In the wake of the first debate, Romney benefited from a 1.5 percentage point improvement among Xbox users, while Obama lost roughly half a point. After the vice presidential debate, Romney's improvement continued, albeit more modestly, as he gained just over half a percentage point, while Obama recovered some of the ground he had lost. The second and third president debates saw further gains for Obama of a little more than half a point and a little less than half a point after each of these, respectively, while Romney remained relatively flat during the same time. In every single week, the number of paneled Xbox LIVE users who said they were undecided or voting for another candidate declined.

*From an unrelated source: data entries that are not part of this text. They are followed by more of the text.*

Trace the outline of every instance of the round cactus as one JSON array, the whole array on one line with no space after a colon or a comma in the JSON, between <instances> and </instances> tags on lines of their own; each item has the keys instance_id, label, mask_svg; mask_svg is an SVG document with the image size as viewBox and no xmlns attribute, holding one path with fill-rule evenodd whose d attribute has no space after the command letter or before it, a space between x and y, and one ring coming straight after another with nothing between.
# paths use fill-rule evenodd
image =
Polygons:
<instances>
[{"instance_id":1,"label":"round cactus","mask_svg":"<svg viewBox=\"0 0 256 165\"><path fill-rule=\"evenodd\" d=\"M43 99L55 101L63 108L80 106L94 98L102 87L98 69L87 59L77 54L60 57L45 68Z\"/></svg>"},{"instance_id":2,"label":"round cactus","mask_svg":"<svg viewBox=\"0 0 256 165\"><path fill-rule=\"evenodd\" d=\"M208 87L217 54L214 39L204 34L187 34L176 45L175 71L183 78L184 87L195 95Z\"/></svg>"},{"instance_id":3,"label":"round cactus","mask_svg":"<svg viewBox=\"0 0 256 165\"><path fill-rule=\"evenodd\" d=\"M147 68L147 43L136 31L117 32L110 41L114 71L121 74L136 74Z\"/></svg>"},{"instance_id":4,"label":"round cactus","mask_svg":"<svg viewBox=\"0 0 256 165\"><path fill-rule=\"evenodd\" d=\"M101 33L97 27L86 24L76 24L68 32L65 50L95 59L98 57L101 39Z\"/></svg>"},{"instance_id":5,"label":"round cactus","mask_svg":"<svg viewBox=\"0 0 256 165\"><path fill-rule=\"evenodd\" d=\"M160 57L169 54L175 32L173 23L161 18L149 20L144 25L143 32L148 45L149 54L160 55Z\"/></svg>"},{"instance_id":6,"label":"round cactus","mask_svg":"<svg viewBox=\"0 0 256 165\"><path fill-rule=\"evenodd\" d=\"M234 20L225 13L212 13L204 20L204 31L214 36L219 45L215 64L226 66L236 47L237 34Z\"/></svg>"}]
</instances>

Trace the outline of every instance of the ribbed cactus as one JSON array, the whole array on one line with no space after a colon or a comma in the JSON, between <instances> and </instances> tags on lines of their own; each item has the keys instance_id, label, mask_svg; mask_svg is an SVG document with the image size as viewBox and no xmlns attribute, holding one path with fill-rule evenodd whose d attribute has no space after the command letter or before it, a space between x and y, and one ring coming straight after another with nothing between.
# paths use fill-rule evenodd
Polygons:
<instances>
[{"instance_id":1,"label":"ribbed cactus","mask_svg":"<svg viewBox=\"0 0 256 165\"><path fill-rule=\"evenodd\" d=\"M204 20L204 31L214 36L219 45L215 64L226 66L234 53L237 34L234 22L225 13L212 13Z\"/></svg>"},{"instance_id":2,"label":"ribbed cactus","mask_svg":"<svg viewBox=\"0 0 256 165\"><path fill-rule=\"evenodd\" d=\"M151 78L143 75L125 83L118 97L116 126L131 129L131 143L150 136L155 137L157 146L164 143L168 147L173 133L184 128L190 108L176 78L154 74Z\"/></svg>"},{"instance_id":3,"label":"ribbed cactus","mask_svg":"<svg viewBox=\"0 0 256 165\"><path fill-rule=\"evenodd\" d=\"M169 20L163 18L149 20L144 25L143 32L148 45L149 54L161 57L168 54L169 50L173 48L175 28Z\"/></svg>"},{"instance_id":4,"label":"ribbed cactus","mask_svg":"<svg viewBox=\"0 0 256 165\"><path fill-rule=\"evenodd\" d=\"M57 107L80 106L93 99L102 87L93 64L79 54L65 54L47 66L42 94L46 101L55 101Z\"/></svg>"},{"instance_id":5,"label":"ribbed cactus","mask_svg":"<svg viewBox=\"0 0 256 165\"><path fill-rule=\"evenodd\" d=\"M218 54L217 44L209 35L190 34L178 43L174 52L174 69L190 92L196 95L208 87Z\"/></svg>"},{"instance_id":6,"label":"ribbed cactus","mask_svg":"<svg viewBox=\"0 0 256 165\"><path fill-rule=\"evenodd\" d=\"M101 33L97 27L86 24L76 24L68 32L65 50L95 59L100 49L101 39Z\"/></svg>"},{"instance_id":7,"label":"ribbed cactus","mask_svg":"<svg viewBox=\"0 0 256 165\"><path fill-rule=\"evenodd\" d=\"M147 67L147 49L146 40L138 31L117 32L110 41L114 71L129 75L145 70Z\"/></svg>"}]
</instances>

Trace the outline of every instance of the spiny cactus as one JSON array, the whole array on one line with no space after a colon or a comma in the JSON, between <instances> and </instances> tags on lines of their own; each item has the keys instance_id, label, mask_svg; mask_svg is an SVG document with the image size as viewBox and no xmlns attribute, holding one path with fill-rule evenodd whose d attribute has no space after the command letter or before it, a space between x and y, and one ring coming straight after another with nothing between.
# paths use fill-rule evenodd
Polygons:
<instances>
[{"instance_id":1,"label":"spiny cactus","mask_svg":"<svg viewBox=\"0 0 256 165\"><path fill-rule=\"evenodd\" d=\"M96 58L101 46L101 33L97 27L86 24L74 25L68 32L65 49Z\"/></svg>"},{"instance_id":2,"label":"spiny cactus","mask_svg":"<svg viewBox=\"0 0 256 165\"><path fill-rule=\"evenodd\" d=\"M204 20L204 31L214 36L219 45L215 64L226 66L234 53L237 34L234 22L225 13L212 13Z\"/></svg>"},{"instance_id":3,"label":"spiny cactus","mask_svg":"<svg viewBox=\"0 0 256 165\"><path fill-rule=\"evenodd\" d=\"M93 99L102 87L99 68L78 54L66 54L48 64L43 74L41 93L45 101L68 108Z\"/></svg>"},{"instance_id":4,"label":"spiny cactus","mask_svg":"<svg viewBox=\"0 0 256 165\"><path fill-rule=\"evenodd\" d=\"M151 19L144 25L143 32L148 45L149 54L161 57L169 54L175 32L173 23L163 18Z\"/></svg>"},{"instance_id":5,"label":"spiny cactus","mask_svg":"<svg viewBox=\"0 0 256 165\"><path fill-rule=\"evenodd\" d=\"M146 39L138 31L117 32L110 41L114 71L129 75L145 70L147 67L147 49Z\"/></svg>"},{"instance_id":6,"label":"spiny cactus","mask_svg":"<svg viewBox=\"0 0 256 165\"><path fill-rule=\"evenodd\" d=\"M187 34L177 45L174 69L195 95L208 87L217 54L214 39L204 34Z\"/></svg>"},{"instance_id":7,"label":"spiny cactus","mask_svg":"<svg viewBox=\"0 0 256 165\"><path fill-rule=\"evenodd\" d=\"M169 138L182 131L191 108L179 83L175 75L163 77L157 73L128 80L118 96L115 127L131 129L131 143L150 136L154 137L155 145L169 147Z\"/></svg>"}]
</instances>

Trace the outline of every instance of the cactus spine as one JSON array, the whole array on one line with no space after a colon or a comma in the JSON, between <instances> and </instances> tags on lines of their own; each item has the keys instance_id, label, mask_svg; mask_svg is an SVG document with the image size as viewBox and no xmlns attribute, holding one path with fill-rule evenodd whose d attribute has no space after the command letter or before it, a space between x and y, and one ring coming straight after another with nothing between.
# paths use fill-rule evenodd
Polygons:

What has been the cumulative impact of these changes over the last month? Overall, Romney has improved roughly 2 percentage points with Xbox LIVE users, and those gains occurred almost entirely during the period between the first two debates. President Obama has made up some of the lost ground due to his strong showing in the second and third debates. He now stands roughly 0.6 percentage points ahead of where he started in late September, though there is still a net shift of approximately 1.4 percentage points in Romney's direction over this period.

Mike Malecki, Doug Rivers, and Brian Stults (YouGov) contributed to the data work and writing of this article. In the interest of disclosure, I help run the Xbox/YouGov poll in my capacity as an economist at Microsoft Research.